What should I do if the plagiarism check of my graduation thesis is only 2.2%?
A plagiarism check result of 2.2% for a graduation thesis is an exceptionally low figure that, in the vast majority of academic contexts, indicates a work of high originality and should be a cause for relief rather than concern. This percentage is almost certainly well below any formal institutional threshold, which typically ranges from 10% to 25%, depending on the discipline and specific university policy. The primary action required is to rationally interpret the report itself. A similarity score is not a direct measure of plagiarism but of textual matching to existing sources. You must examine the detailed report to confirm the nature of these matches. They likely consist of properly quoted and cited material, standard technical phrases, the thesis title, your own name, or common reference entries like "Ibid." A 2.2% match is often entirely composed of these benign, unavoidable elements. Your first and most critical step is to review the flagged passages to verify that every instance is either correctly attributed or constitutes common knowledge, ensuring there is no inadvertent unattributed paraphrasing.
The mechanism of plagiarism detection software is key to understanding this result. These tools compare your text against massive databases of published work, websites, and previously submitted student papers. They are algorithmic and lack nuance; they flag strings of matching words without discerning context. Therefore, a very low percentage strongly suggests you have successfully synthesized source material into your own original argument and prose, going far beyond mere patchwriting. It reflects a correct and diligent application of academic citation practices throughout the research and writing process. In practical terms, this outcome effectively removes "plagiarism check" as a risk factor in your thesis defense or submission process, allowing you to focus your preparatory energies elsewhere.

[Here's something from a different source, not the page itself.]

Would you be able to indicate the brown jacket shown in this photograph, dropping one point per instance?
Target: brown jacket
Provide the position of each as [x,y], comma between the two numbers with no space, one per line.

However, an analytically rigorous approach involves considering the boundary conditions of this result. While highly improbable, you should confirm that the low percentage is not an artifact of a flawed checking process, such as using a substandard or incomplete detection service not sanctioned by your institution. Cross-reference your findings with the specific software and database parameters required by your university's academic integrity office. Furthermore, use this as an opportunity for a final, holistic review of your citation integrity. Scrutinize the 2.2% not with anxiety but with scholarly diligence: ensure every direct quote has quotation marks and a page number, and that every significant idea drawn from a source has a clear citation, even if the software did not flag the paraphrased language. This is not about lowering the score but about affirming the academic robustness of your work.
The implications are straightforward. With a verified 2.2% similarity index, your path forward is to proceed confidently with your thesis submission and defense preparations. This result is a strong quantitative indicator of your original scholarly contribution and adherence to ethical standards. You should, of course, retain the full report as documentation should any question ever arise, but the data suggests no grounds for challenge. Your focus should now shift entirely to the substantive content of your thesis—strengthening your argument, anticipating examination questions, and ensuring the presentation of your research meets the highest qualitative standards of your field. This metric, in isolation, represents a successfully cleared administrative hurdle.